O fors’erano angeli…
Misteriosi angeli della notte che strappano un nero bri-gante alla falce della morte.
Perché?

Galati , Villa Celesti in Trofillo, 27 gennaio 1864

Eufemia si è accompagnata a una triste novella.
Mi ha svelato che Donna Carolina è assalita da un male terribile e inesorabile che a ogni giorno e a ogni ora la consuma e l’avvicina alla morte. La mia ferita ha sussultato come fosse ancor lacera e sanguinolenta! Sono ricaduto sul letto affranto, mi sono dato forza e l’ho abbracciata. Si sente sola già da adesso. Chi può darle torto?
Destino ingiusto. Ma io non posso rimandare la mia dipartita. Anche se per troppo tempo ho oziato tra queste mura, oggi mi sento quasi ingrato.
Eufemia mi ha fatto promettere che ci scriveremo per non recidere questo filo sottile e debole che lei sente di speranza.
Non la deluderò in questo.

Galati, Villa Celesti in Trofillo, 30 gennaio 1864

Sono andato nascosto fino alle clarisse della badia (12).
Suor Clara Rosa m’ha visto crescere e mi parea cosa buona acchetarla (13) sulla mia sorte. Nascosta sotto quel velo e asserragliata dal voto della clausura ugualmente m’è stata madre in questi anni fin da picciolo fraticello, quando mi portavano qui i monaci a far penitenze o l’esercizi con loro. Quanto aspre mi parean quelle sbarre e quanto candido il suo viso che traspariva limpido dietro quella cella! Le sue mani, tanto sottili e profumate, m’abbracciavano e quetavano lo spirito ribelle da discolo fanciullo. In principio mi faceva dolore non poterla vedere fuori da quelle mura, non poter andar con lei alla fontana o a raccogliere l’olive come facevo co’ frati. Poi, crescendo, m’abituai ad averla sempre là, al convento e a incrociare l’occhi suoi dietro la grata all’ora dei salmi o delle recitazioni dell’Immacolata. Mi regalava sempre de’ bei panni fatti con le mani sue, e le coperte di lana che tanto facevano invidia ai frati. M’è sempre stato dolce abbeverarmi alla fonte infinita del suo affetto. M’è mancata dunque tanto in queste ultime lune. Lei certo m’aveva ammonito circa la mia tresca con Lena. Dissen-nato io che non ho ben pesato i suoi utili consigli! M’ha carezzato in volto con lo stesso affetto di tant’anni pri-ma. Ho baciato la croce di voto e di ferro avvinta al suo dito. Aveva l’occhi rigonfi di pianto a metà tra la gioja d’avermi riabbracciato e il dolore della mia sorte trista e pericolosa di brigante cacciato e fuggiasco. Conosce l’alma mia. Sa bene che mai m’arrenderò se non alla vit-toria o alla morte. E della seconda ella conserva gran pe-na e timore.
M’ha ella stessa rivelato del male di Donna Carolina e delle voci che ormai si rincorrono in paese sul mio riparo presso villa Celesti. M’ha pregato di darmi alla fuga e di tenere l’occhi e l’orecchi ben aperti.

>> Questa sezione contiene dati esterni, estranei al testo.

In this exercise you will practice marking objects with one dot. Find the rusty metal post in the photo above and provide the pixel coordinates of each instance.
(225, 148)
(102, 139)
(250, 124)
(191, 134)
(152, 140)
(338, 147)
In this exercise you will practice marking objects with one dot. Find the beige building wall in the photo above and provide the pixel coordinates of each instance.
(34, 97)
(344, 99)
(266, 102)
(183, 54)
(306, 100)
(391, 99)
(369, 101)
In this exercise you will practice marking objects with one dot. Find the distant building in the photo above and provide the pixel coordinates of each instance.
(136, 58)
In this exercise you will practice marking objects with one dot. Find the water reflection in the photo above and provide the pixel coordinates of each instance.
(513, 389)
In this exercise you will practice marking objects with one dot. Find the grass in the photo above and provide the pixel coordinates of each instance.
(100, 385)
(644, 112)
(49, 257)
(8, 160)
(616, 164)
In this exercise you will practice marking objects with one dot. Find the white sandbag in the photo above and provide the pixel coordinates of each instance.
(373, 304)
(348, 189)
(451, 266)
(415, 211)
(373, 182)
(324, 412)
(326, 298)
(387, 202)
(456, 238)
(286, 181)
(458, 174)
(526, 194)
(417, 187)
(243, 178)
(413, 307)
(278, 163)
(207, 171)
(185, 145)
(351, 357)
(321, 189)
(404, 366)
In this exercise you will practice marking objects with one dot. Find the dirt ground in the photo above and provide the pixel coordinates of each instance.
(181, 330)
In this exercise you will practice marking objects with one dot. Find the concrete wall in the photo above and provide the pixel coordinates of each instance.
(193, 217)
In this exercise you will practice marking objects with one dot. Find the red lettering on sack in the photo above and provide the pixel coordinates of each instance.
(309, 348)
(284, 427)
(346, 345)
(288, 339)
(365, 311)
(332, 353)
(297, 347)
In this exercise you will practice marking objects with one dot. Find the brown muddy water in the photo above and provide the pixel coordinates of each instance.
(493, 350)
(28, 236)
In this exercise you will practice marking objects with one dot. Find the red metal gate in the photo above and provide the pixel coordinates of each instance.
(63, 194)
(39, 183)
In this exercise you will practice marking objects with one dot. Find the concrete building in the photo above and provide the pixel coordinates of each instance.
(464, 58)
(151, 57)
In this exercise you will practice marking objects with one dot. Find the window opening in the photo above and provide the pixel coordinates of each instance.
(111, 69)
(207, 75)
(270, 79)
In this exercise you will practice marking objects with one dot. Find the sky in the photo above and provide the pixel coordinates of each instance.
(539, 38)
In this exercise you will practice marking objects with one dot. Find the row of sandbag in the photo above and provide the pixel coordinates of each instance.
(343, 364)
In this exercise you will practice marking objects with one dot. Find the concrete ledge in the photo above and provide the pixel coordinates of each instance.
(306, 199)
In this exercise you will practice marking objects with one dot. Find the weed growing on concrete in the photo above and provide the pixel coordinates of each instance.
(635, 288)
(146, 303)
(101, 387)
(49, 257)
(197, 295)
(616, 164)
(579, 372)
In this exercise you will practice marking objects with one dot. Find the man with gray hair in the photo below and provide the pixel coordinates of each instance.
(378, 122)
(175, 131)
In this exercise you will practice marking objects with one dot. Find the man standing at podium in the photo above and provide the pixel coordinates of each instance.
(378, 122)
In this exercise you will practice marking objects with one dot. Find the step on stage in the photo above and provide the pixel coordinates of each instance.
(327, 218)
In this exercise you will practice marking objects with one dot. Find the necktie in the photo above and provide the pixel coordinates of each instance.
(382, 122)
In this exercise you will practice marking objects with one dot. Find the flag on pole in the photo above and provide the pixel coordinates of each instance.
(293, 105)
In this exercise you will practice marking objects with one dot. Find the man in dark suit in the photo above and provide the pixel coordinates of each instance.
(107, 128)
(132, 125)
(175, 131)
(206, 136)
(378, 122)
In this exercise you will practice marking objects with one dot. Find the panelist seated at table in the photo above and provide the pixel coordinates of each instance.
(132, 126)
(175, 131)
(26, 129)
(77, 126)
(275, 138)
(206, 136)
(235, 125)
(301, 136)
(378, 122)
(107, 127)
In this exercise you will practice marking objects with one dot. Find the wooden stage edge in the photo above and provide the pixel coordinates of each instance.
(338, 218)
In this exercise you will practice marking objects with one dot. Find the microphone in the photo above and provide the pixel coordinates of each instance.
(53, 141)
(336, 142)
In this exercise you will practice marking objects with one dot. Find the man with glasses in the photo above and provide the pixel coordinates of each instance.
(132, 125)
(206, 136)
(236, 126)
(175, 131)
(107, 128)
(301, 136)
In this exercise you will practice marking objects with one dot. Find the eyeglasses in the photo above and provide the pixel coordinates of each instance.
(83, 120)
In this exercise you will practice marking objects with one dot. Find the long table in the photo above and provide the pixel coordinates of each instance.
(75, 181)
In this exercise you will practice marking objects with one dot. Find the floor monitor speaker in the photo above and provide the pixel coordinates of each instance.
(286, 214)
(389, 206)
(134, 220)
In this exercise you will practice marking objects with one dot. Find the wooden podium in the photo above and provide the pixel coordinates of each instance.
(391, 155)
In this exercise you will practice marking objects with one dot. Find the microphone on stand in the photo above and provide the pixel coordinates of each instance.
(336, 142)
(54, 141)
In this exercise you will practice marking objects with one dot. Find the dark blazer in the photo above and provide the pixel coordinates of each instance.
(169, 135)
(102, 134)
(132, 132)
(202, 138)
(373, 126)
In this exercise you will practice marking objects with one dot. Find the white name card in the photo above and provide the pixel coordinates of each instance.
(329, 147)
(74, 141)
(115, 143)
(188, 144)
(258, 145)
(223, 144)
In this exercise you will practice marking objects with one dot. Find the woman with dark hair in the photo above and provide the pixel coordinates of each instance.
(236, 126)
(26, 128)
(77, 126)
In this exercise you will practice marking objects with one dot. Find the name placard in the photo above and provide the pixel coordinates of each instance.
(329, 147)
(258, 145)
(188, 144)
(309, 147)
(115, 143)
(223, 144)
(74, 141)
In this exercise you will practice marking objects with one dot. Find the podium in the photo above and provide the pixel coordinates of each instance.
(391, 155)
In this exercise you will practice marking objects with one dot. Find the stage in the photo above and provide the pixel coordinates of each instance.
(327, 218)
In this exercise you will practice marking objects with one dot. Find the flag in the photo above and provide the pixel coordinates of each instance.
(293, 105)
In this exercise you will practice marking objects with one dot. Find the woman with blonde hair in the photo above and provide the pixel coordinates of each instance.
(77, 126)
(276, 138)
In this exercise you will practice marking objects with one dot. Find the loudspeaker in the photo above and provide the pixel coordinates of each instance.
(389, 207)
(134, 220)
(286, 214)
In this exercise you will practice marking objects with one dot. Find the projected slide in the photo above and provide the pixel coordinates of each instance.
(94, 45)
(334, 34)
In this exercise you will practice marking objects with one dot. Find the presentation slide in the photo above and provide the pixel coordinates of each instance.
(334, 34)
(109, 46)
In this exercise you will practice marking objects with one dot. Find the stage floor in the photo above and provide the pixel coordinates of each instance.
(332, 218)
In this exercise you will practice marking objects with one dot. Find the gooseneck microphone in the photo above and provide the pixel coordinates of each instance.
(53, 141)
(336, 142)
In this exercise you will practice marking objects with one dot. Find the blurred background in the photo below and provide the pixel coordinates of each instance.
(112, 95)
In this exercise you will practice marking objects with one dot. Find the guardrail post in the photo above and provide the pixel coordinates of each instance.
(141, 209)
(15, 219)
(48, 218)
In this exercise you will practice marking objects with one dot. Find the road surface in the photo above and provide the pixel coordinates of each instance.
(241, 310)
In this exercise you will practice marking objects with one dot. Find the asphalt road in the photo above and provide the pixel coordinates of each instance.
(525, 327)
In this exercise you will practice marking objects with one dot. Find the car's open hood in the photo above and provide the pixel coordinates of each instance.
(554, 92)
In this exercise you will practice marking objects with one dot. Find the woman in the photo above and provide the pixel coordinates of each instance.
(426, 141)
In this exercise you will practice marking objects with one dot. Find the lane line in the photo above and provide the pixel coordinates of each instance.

Galati, Villa Celesti in Trofillo, 2 febbraio 1864

Ho dunque salutato tutti i miei angeli di qui, del mio paese. Già troppo hanno messo in pericolo la loro stessa vita proteggendomi. Stanotte prenderò un cavallo e salirò verso il Monte Soro a cercare i miei uomini e a ricongiungermi con loro.
Ho stretto Donna Carolina come madre, come se fosse l’ultima fiata. Lei mi ha salvato. Io non posso farlo, ma le ho promesso che pregherò per lei, affidandomi per una volta ancora al suo Dio. Eufemia aveva gli occhi rigonfi di lacrime ma è riuscita a trattenersi. “Da che fugge un brigante così coraggioso?” m’ha detto quasi in collera con me.
Quelle parole mi hanno ferito. Quell’occhi belli hanno la stessa voce delle sirene di Ulisse e, come lui, io stanot-te, legato a un cavallo furente, li trapasserò per tornare al gregge impaurito che vaga tra le cime fredde e alte.
Quel volto angelico e quella la voce sublime mi emozionano ogne fiata che sfiorano i miei sensi e il mio pensiero.

Fuggo da loro, madama Eufemia!
Fuggo benanche da te.

Poggio della Cattiva, 3 febbraio 1864

Erano lì, lo sapevo.
Ho pianto.
Erano tutti lì ad attendermi, e lo sapevo, come loro sa-pevano che io ero vivo da qualche parte e che prima o poi sarei tornato a guidarli. Questa è la mia vita, la neve che ricopre questa solenne cima stasera illumina la notte riflettendo la voce della luna pallida ma impavida come i volti accesi dei miei fratelli.
Mi hanno stretto, ci siamo stretti, tutti insieme ancora a cercare una nuova libertà per questa terra insanguinata. Il mio figlioccio Pipino, giovane e coraggioso, Riduzzo l’impavido, Ture Lumino irriverente e affettuoso, lo Scu-ro, mio amico sincero, Angiolo e tutti l’altri ancora, pronti a dare l’ultimo respiro per la Sicilia.
Già, la Sicilia!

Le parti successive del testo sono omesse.